I always try that first, and often, later do it again. I just can't believe it did not work.

What's interesting, I always get the advanced resolution choices, but not the advanced features.

I'm not a gamer and don't care about the advanced features, but I was bugged about the perpetual Yellow Exclamation. It
never affected my system usage for years. (This all started early 2006.)

Carl
 
L

LURKER

System History:
Built a Clone with a Gigabyte P4VM800 and 1 GB DDR.
Installed XP Home OEM.

About a year ago the Gigabyte MB video failed and I installed AGP video card. It worked fine... except I still have
yellow exclamation.

More recently when I tried Google Earth. It would not (still won't) run in DirectX mode. Runs in GL compatibility and
it is really slow in some features. All this recent upgrade activity is about that issue, so now I have new MB, Pentium
E6600 and 4GB RAM, and did the MB upgrade with the "System Repair" procedure and all the pain and complications
regression to SP 2 files creates, but I finally got it all back to "normal" SP3 plus updates.

When we upgrade drivers, often the driver checks for the existence of it's required hardware, else it doesn't install.
I don't know how to use that information in this case. If the driver tested the video hardware, then that tells me
that the driver can find it, but Windows can't.

Carl
 
L

LURKER

Neither motherboard has BIOS manual video configuration. It is all done by automatic detection of a video card.

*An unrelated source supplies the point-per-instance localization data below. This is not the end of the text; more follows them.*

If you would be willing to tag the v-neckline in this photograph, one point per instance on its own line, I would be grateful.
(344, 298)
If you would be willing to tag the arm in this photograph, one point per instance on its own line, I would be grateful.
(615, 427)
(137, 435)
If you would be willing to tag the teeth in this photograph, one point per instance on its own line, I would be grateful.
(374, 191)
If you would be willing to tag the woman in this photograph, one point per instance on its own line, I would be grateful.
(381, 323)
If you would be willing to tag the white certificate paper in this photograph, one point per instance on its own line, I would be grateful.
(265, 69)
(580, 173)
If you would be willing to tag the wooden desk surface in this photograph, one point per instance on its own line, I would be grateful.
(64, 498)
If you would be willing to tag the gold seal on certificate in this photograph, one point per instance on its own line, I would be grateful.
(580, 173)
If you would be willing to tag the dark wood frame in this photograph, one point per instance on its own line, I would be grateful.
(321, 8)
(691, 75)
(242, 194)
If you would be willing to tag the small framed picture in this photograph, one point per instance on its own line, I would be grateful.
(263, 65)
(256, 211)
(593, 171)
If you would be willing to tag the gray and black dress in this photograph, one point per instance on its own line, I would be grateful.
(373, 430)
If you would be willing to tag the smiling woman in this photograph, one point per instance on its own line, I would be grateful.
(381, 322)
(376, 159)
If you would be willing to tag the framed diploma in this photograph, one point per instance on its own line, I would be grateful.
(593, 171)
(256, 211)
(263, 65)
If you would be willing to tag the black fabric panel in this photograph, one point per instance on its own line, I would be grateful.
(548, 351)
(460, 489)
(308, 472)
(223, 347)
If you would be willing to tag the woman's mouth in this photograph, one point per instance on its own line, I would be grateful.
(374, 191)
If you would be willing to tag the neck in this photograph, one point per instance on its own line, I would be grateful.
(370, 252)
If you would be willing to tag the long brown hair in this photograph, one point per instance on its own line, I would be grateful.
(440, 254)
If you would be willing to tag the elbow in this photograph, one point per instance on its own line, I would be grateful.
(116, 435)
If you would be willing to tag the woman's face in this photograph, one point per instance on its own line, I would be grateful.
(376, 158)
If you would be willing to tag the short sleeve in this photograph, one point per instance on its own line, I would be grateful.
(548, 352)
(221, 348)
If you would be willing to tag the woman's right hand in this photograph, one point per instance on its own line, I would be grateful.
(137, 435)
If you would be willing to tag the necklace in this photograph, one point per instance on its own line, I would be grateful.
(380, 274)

Regarding the question about the on board video having a problem... yes, I considered that until I tried a new
motherboard. I no long think it is a possibility.

Symptoms are the same, no matter which MB, or using a video card. The only thing common with all that hardware is...
WINDOWS.

Carl
 
L

LURKER

Neither motherboard has BIOS manual video configuration. It is all done by automatic detection of a video card.

Regarding the question about the on board video having a problem... yes, I considered that until I tried a new
motherboard. I no long think it is a possibility.

Symptoms are the same, no matter which MB, or using a video card. The only thing common with all that hardware is...
WINDOWS.

Yes, I already tried downloading the drivers from the Intel web site before I came to this forum for help.